Für Stefan Göbel ist der Fall klar. "Die Kommunikation der Bahn ist einfach nur verwirrend", sagt der Rheinländer. Eigentlich wollte er um 12:55 Uhr mit dem ICE nach Siegburg fahren. Doch mittlerweile steht er schon über eine Stunde mit seinem schweren Koffer auf dem Bahnsteig und hofft, dass er endlich weiterfahren kann. "Um 14.23 Uhr wurde mir gesagt, dass es weiter in Richtung Köln geht", erzählt er. Doch der Siegburger, der gerade in Bayern Urlaub gemacht hat, ist skeptisch, dass er wirklich mit eineinhalb Stunden Verspätung zu Hause ankommt. Schließlich musste er bereits einen ICE wegen Überfüllung wieder verlassen. "Da wurde dann plötzlich durchgesagt, dass Fahrgäste Richtung Köln einen anderen Zug nehmen sollten", sagt er.

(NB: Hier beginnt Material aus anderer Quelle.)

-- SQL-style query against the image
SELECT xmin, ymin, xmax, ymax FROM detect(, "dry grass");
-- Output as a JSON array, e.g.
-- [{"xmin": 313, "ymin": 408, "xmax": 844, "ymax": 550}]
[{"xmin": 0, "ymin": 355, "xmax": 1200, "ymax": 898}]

So wie Göbel geht es Hunderten Pendlern und Urlaubern an diesem Freitag, die am Münchner Hauptbahnhof auf ihren Zug nach Hause warten. Wegen eines Bahnunfalls auf der Kölner Rheinbrücke hatte die Bahn vorsorglich 60 ICEs der dritten Generation in die Werkstätten beordert und in der Folge zahlreiche Verbindungen gestrichen.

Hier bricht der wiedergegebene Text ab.